Assume that every factor drops a person's chances by one in ten, because that way the math is easy.
This means that finding a partner under most circumstances (monogamous or poly) is a one-in-a-thousand chance (or, if you consider 'being poly' a factor, one in ten thousand):
- someone you find attractive
- who finds you attractive
- who is poly/poly-friendly
- with whom a relationship could be worked out
(Note that I'm rolling all of the actual human compatibility shit into 'with whom a relationship can be worked out'. So all the possibilities of incompatible politics, odious personal habits, simply unable to work the logistics over the circumstances, wanting children or not, discovering after five years that there is a painfully unresolvable incompatibility, and so on, is being lumped into a single factor.)
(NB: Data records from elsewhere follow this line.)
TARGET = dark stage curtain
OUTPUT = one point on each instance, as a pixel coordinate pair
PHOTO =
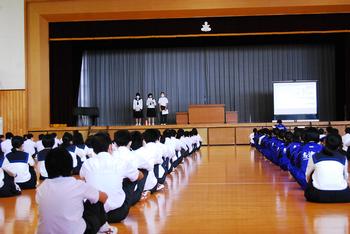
(240, 77)
(65, 68)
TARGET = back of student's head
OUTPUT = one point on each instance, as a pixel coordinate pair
(136, 140)
(67, 139)
(332, 142)
(48, 141)
(17, 142)
(180, 133)
(150, 135)
(312, 134)
(58, 162)
(347, 130)
(99, 142)
(8, 135)
(78, 138)
(194, 131)
(122, 137)
(29, 136)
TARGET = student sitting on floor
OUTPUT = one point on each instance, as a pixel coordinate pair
(106, 174)
(310, 148)
(133, 189)
(29, 145)
(6, 145)
(8, 187)
(68, 205)
(280, 126)
(48, 142)
(22, 164)
(327, 174)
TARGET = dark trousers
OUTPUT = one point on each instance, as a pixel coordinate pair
(30, 184)
(9, 188)
(140, 185)
(312, 194)
(94, 216)
(161, 179)
(163, 119)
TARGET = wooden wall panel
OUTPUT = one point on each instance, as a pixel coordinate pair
(222, 136)
(13, 111)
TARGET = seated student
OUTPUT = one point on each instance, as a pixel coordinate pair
(155, 156)
(327, 174)
(29, 145)
(21, 164)
(251, 137)
(133, 189)
(67, 143)
(197, 138)
(8, 187)
(48, 142)
(6, 145)
(346, 139)
(68, 205)
(107, 173)
(309, 148)
(280, 126)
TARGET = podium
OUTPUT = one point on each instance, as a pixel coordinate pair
(206, 114)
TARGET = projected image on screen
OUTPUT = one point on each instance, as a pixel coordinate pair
(295, 100)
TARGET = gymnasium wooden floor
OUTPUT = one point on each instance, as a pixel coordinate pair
(222, 190)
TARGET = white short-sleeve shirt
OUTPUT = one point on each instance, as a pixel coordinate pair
(163, 101)
(61, 205)
(106, 174)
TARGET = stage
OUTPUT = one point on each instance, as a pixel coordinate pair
(212, 134)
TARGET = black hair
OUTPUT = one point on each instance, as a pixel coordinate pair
(194, 131)
(58, 162)
(347, 130)
(180, 133)
(48, 141)
(29, 136)
(312, 134)
(17, 142)
(78, 138)
(150, 135)
(122, 137)
(67, 139)
(136, 139)
(99, 142)
(8, 135)
(332, 143)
I don't know about anyone else, but 'one in a thousand' or 'one in ten thousand' strikes me as about right for what fraction of people I encounter might be potential partners, and even with those numbers if I plug in the population of the city in my profile I get 70 or at least 7 potential partners without considering travel.
Package-deal relationships, on the other hand, require:
- someone who finds you attractive
- who you find attractive
- who finds your partner attractive
- who your partner finds attractive
- who is poly
- who is willing to touch a package-deal relationship setup with a ten foot pole
- with whom a relationship could be worked out
Which is one in 10,000,000, and unlikely to live in my town or yours, though according to Wikipedia's current population notes, there are probably 31 in the US.
If one adds the standard UH criteria of "for an exclusive relationship", you've got added to that:
- who does not have any other partners
- who will agree to a closed relationship off the bat
And that, at one in a billion, means that of the seven or so on the planet, odds are decent that none may speak your language.